Misalnya kebutuhan pangan, pakaian, tempat tinggal, kenyamanan, nama, pengakuan masyarakat sampai aktivitas yang bersifat rekreasi dan hiburan. Yang jelas semuanya itu sebagian besar untuk memenuhi kebutuhan dan keinginan diri. Apakah diri sendiri, keluarga sendiri ataupun kelompok, lembaga dan golongan sendiri. Bahkan adakalanya dalam pencaharian itu menempuh cara-cara yang melampaui batas (dholim). Apakah terhadap diri dengan memeras pikiran dan tenaga, ataupun terhadap keluarga, sesama teman, masyarakat dan semesta alam ini. Bila itu semua yang kita lakukan berarti diri terbelenggu terhadap keinginan diri/nafsu akan dunia beserta isinya.
Apa yang sebenarnya kita cari dalam kehidupan dunia ini ? Apakah sudah menjamin kehidupan selamat ataukah semuanya belum kita dapat ? Jika demikian, berarti perjalanan hidup ini belum pasti arah tujuannya. Itulah keadaan manusia dan alam jagat raya saat ini, berada dalam suasana terang tetapi gelap.
Terang karena gemerlapnya berbagai sajian dunia, yang membuat diri semakin terpukau dan terlena. Padahal yang nampaknya terang itu hanyalah terang semu. Hal ini disebabkan aktivitas hidup berpijak dan berpangkal dari keinginan nafsu yang tak berujung. Sedangkan gelap adalah tak jelasnya arah tujuan pandangan hidup.
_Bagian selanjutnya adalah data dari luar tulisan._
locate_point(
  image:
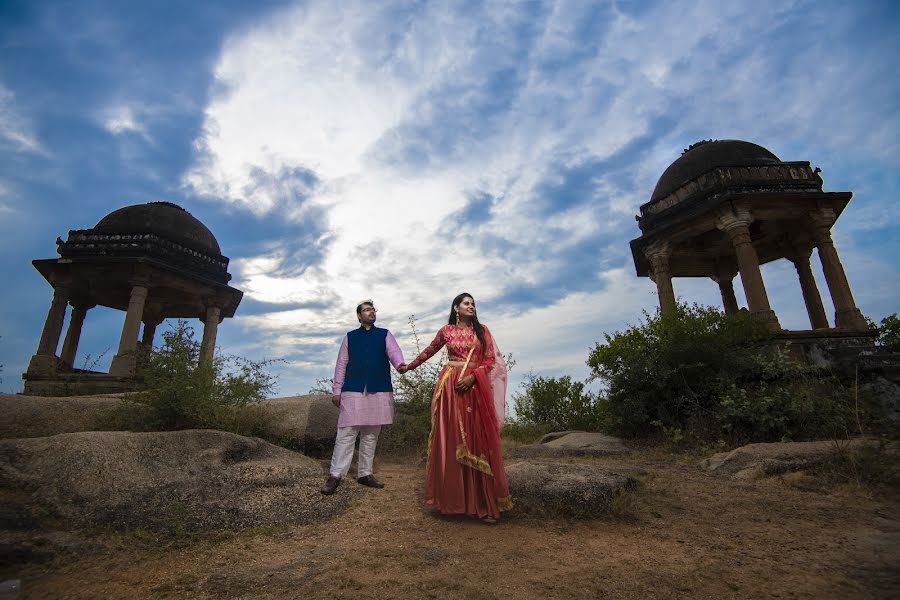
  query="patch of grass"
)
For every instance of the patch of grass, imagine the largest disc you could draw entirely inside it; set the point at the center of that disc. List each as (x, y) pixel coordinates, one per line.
(873, 468)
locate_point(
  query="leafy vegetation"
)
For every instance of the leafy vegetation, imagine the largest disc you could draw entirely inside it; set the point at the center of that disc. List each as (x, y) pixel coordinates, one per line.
(180, 391)
(889, 333)
(700, 375)
(558, 404)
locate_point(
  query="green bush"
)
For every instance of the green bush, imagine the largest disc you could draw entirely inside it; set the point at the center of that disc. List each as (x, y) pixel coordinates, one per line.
(700, 375)
(558, 404)
(889, 333)
(179, 391)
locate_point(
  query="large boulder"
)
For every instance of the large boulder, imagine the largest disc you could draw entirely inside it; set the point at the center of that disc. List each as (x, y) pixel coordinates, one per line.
(38, 416)
(305, 423)
(575, 443)
(759, 460)
(572, 490)
(193, 480)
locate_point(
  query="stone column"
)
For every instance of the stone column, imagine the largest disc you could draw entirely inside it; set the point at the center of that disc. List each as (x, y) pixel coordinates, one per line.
(736, 223)
(123, 362)
(73, 334)
(210, 327)
(726, 288)
(44, 361)
(658, 254)
(846, 315)
(810, 289)
(150, 325)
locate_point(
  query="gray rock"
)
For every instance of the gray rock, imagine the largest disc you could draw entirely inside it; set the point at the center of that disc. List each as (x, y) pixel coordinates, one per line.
(305, 423)
(192, 480)
(574, 490)
(555, 435)
(759, 460)
(38, 416)
(578, 443)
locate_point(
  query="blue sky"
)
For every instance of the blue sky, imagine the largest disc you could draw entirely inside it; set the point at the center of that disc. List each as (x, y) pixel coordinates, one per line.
(407, 151)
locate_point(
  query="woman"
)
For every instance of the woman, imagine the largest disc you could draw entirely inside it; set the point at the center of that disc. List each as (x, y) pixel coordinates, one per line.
(465, 472)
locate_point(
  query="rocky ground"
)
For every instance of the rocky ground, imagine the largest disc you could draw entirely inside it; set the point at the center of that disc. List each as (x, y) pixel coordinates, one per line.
(683, 533)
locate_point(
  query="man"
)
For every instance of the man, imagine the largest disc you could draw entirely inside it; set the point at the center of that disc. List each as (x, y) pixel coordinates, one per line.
(363, 393)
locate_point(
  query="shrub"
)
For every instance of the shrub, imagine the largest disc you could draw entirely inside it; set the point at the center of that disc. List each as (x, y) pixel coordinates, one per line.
(558, 404)
(889, 333)
(700, 375)
(179, 391)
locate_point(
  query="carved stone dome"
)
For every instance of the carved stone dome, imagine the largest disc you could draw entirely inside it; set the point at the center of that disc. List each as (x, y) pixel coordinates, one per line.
(165, 219)
(703, 156)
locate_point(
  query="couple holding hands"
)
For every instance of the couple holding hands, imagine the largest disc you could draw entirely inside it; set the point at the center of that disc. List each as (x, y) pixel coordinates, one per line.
(465, 473)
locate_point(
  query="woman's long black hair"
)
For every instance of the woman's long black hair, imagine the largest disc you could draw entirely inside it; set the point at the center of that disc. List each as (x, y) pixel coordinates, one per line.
(479, 330)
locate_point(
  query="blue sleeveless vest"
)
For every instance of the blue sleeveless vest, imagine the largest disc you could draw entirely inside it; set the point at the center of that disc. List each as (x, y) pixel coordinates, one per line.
(368, 368)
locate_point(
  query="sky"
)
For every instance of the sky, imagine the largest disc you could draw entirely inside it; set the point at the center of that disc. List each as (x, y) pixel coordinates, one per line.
(409, 151)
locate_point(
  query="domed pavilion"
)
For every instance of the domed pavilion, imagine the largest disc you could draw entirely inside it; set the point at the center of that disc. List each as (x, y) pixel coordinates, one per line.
(724, 208)
(153, 261)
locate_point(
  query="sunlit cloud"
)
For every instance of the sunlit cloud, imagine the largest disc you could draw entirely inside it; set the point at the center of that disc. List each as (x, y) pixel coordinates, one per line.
(15, 128)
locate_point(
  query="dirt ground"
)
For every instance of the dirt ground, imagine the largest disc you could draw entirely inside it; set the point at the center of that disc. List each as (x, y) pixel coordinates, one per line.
(685, 534)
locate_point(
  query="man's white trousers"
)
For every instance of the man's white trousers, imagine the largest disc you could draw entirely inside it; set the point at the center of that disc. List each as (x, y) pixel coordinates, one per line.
(343, 450)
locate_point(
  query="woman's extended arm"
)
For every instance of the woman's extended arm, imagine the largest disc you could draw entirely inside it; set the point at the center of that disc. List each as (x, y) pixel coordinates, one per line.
(430, 350)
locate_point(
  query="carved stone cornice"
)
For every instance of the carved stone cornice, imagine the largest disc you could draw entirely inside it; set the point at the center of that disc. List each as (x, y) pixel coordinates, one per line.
(86, 243)
(788, 176)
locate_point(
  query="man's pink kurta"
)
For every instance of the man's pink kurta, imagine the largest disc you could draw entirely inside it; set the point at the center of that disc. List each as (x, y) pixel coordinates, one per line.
(363, 408)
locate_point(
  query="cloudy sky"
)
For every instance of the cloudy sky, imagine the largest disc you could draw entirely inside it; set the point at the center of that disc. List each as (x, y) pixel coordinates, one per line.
(407, 151)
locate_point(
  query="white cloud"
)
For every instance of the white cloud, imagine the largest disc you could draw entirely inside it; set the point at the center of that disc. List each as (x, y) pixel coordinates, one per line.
(387, 120)
(120, 118)
(15, 128)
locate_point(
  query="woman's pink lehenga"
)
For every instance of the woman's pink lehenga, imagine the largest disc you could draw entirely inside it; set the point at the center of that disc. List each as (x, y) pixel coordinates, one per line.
(465, 473)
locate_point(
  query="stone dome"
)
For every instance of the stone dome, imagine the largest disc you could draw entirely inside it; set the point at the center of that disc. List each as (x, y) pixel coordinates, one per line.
(164, 219)
(706, 155)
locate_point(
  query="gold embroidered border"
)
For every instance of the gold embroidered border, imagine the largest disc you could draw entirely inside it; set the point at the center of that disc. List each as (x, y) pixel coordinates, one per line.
(479, 463)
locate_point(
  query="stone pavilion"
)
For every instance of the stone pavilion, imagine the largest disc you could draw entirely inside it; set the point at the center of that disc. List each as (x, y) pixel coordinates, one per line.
(153, 261)
(724, 208)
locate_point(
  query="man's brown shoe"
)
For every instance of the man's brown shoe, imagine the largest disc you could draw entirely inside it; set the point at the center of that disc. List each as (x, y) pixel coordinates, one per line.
(330, 485)
(370, 481)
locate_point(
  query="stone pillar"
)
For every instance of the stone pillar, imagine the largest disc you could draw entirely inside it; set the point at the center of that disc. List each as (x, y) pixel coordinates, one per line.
(846, 315)
(808, 286)
(73, 334)
(210, 327)
(658, 254)
(736, 223)
(123, 362)
(44, 361)
(726, 288)
(150, 325)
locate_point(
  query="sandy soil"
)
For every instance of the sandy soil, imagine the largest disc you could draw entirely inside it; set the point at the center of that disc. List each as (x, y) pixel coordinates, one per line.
(686, 534)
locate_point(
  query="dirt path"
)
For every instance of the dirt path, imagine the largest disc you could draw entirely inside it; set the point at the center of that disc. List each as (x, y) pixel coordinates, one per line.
(688, 535)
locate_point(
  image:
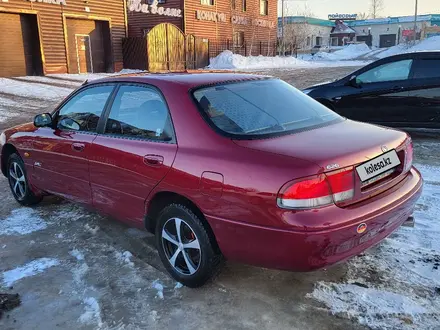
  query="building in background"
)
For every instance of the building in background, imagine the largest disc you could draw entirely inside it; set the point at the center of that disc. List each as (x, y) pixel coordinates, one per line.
(61, 36)
(389, 31)
(304, 33)
(247, 27)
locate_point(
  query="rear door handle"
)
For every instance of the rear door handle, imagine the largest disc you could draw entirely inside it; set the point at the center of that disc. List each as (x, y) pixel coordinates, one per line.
(153, 160)
(78, 147)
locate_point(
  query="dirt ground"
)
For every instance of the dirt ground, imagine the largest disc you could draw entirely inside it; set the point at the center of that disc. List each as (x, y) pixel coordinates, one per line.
(86, 271)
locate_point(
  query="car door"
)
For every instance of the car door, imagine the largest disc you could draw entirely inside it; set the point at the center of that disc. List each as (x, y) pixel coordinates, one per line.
(424, 96)
(380, 94)
(61, 152)
(133, 153)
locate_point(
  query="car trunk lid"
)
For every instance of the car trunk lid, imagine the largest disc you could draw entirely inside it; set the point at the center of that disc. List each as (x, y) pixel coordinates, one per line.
(340, 146)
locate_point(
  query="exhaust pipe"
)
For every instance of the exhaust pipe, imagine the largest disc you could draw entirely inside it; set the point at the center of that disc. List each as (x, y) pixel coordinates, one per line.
(410, 222)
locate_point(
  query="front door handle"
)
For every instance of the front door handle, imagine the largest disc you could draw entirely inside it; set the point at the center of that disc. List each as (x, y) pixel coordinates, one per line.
(78, 147)
(153, 160)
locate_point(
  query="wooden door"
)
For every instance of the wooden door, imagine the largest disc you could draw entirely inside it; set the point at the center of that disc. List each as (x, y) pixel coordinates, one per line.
(83, 53)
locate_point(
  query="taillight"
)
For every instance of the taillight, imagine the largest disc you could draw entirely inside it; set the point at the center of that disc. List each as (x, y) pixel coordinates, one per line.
(408, 156)
(318, 191)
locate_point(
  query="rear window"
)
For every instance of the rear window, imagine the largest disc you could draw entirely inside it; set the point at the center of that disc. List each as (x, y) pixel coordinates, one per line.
(263, 107)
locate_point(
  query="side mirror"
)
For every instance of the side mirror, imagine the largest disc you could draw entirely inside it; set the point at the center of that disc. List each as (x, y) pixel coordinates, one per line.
(43, 120)
(354, 82)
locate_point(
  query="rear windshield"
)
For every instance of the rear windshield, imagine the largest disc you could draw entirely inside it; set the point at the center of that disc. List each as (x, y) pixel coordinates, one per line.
(263, 107)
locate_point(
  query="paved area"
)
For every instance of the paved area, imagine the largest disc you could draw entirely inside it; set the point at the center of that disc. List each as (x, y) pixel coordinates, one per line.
(75, 269)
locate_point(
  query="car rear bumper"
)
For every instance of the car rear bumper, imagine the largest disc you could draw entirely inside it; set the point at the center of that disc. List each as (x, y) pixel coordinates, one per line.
(310, 250)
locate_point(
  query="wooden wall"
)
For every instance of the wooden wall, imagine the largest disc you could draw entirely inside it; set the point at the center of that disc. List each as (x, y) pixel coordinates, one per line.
(51, 22)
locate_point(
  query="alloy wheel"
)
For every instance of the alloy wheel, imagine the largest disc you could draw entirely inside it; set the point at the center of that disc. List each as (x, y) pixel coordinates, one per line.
(17, 180)
(181, 246)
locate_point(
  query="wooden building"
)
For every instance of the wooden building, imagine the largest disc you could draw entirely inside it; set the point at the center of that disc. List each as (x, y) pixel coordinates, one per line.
(206, 27)
(61, 36)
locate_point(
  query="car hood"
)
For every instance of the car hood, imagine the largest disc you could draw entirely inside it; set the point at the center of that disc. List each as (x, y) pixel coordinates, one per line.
(334, 146)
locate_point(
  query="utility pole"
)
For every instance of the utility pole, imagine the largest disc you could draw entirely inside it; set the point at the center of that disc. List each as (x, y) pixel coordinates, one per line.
(415, 23)
(282, 28)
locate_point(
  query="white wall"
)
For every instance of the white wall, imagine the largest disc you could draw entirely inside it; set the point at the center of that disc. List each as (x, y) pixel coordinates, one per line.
(379, 29)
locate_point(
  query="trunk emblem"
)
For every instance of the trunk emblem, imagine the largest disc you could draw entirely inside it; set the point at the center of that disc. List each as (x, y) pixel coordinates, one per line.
(361, 228)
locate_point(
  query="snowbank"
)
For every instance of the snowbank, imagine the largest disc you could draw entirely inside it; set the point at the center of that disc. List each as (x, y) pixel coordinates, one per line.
(432, 43)
(229, 60)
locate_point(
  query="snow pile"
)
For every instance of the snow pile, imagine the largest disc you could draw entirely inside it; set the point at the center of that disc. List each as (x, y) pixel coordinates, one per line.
(347, 53)
(432, 43)
(92, 315)
(229, 60)
(32, 268)
(124, 258)
(376, 288)
(22, 221)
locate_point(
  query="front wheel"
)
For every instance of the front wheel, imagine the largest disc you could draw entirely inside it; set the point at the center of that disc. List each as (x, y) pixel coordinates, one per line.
(19, 183)
(185, 246)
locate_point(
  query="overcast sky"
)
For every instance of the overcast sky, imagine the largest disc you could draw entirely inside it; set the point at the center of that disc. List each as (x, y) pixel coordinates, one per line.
(321, 8)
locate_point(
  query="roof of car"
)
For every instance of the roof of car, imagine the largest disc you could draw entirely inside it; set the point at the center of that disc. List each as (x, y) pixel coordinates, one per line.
(189, 78)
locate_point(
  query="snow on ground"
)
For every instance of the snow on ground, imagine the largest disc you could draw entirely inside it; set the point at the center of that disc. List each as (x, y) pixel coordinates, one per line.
(30, 269)
(432, 43)
(22, 221)
(406, 293)
(229, 60)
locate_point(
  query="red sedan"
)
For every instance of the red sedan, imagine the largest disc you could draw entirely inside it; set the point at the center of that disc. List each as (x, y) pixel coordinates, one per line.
(219, 165)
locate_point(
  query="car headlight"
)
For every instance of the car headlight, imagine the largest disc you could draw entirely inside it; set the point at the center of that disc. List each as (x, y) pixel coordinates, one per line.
(2, 139)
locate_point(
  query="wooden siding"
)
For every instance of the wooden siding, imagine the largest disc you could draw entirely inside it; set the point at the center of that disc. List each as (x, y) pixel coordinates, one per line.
(52, 29)
(138, 22)
(12, 58)
(219, 31)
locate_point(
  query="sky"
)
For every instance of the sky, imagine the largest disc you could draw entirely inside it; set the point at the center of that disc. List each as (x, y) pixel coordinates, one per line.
(321, 8)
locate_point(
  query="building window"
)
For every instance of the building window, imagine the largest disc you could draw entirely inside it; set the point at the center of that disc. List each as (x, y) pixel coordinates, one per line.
(263, 7)
(238, 39)
(318, 41)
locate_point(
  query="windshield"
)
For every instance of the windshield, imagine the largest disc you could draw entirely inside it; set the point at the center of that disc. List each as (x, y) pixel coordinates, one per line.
(262, 107)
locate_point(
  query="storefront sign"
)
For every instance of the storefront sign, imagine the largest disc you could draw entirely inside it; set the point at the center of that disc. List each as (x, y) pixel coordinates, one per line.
(204, 15)
(263, 23)
(55, 2)
(344, 17)
(137, 6)
(241, 20)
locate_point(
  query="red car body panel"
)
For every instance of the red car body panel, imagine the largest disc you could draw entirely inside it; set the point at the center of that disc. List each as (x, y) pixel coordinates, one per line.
(234, 183)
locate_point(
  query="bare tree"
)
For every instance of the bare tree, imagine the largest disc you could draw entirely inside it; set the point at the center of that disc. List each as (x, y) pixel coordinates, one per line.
(376, 7)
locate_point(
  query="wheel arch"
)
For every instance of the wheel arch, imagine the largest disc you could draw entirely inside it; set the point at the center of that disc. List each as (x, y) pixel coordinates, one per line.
(163, 198)
(7, 150)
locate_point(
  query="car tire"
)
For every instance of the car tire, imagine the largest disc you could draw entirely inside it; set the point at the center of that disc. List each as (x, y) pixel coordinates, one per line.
(19, 183)
(191, 258)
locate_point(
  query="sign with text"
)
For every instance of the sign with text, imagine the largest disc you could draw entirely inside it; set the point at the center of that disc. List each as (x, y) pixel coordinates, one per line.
(137, 6)
(54, 2)
(343, 17)
(204, 15)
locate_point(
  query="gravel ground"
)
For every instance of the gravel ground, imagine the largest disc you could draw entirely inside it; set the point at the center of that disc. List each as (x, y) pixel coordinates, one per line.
(76, 269)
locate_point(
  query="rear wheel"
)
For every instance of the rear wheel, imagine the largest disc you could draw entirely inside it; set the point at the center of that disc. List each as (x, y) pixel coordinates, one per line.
(185, 247)
(19, 183)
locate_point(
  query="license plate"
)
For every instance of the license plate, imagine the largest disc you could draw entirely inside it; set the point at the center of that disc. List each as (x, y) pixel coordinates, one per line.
(378, 165)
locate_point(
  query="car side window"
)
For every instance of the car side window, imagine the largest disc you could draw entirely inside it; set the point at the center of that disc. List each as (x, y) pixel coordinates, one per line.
(393, 71)
(427, 68)
(139, 112)
(82, 112)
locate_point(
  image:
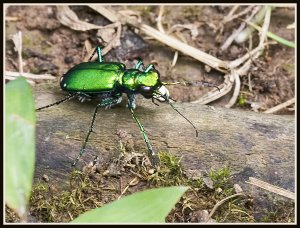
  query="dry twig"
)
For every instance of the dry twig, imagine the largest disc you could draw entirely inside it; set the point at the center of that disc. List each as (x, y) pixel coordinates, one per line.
(280, 106)
(271, 188)
(221, 202)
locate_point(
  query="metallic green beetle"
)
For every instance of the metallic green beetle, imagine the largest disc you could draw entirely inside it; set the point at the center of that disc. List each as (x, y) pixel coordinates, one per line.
(107, 81)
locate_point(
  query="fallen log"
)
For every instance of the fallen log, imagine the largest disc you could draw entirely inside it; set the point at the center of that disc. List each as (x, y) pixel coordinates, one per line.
(251, 144)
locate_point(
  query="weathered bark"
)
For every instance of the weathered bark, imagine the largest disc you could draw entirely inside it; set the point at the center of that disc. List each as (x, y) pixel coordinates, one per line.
(252, 144)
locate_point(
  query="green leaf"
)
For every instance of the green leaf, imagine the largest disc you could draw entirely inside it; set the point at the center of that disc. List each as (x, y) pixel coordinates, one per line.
(150, 206)
(19, 144)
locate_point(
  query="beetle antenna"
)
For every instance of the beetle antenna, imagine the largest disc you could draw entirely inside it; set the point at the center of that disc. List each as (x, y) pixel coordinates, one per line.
(173, 107)
(189, 83)
(69, 97)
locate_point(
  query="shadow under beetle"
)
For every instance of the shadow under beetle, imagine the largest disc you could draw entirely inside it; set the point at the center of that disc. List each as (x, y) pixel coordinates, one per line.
(107, 81)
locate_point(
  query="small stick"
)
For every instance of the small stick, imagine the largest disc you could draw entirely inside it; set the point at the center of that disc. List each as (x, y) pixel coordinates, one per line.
(236, 90)
(220, 203)
(281, 106)
(271, 188)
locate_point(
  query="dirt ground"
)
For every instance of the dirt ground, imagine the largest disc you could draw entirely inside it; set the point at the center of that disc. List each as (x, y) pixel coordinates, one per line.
(52, 48)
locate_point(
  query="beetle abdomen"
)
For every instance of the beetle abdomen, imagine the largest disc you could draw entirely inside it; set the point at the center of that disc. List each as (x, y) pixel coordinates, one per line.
(92, 77)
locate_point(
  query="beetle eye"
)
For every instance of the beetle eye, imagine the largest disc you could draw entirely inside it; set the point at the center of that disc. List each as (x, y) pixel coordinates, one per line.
(146, 91)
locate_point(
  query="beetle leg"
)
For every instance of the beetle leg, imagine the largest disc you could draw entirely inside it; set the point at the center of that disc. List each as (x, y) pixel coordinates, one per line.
(152, 156)
(69, 97)
(99, 52)
(131, 101)
(140, 63)
(105, 102)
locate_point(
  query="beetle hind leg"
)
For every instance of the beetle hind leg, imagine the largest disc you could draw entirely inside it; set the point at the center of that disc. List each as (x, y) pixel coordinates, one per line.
(104, 103)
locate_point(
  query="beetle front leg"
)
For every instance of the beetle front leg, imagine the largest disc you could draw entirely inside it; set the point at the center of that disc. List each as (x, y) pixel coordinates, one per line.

Akan dibawa kemana kehidupan manusia dan alam semesta ini? Sajian dunia yang berpangkal dari nafsu/keinginan manusia melahirkan sajian yang merusak moral dan mental manusia dan tekhnologi canggih yang seringkali berdampak negatif kepada lingkungan alam semesta. Bila kita renungkan lebih lanjut, sudah benarkah sikap, jalan pikiran, rasa, dan pekerjaan/perbuatan kita?
Seharusnyalah kita bertanya pada hati nurani kita masing-masing. Memang sepintas pekerjaan ini adalah pekerjaan sia-sia yang tidak menghasilkan apa-apa. Bila pendapat ini kita turuti sehingga tak mau merenung sedikitpun, akan membawa kita terperosok ke jurang kesombongan dan kebodohan berakibat kesia-siaan dalam pencapaian hidup yang bersifat sementara di dunia dan kehidupan kekal di akherat.
Namun bila mau merenung untuk mencari jawab akan kita dapatkan hikmah pelajaran bagai secercah cahaya menuju kejelasan nyata.
Di tengah kegelapan kehidupan manusia
Hadir secercah cahaya lentera
Membelah kegelapan ke titik kejelasan nyata
Agar terangkat kehidupan manusia nan mulia
Lalu kemana kita harus mencari jawabannya?Bukankah semua yang ada pada diri kita yaitu Ruh, Rasa, Hati, Aqal, Nafsu dan tubuh adalah ciptaan dan pemberian pencipta yang Maha Kuasa, Maha Esa yaitu Allah Subhaanahu Wata’ala? Seharusnyalah kita bertanya kepada-Nya.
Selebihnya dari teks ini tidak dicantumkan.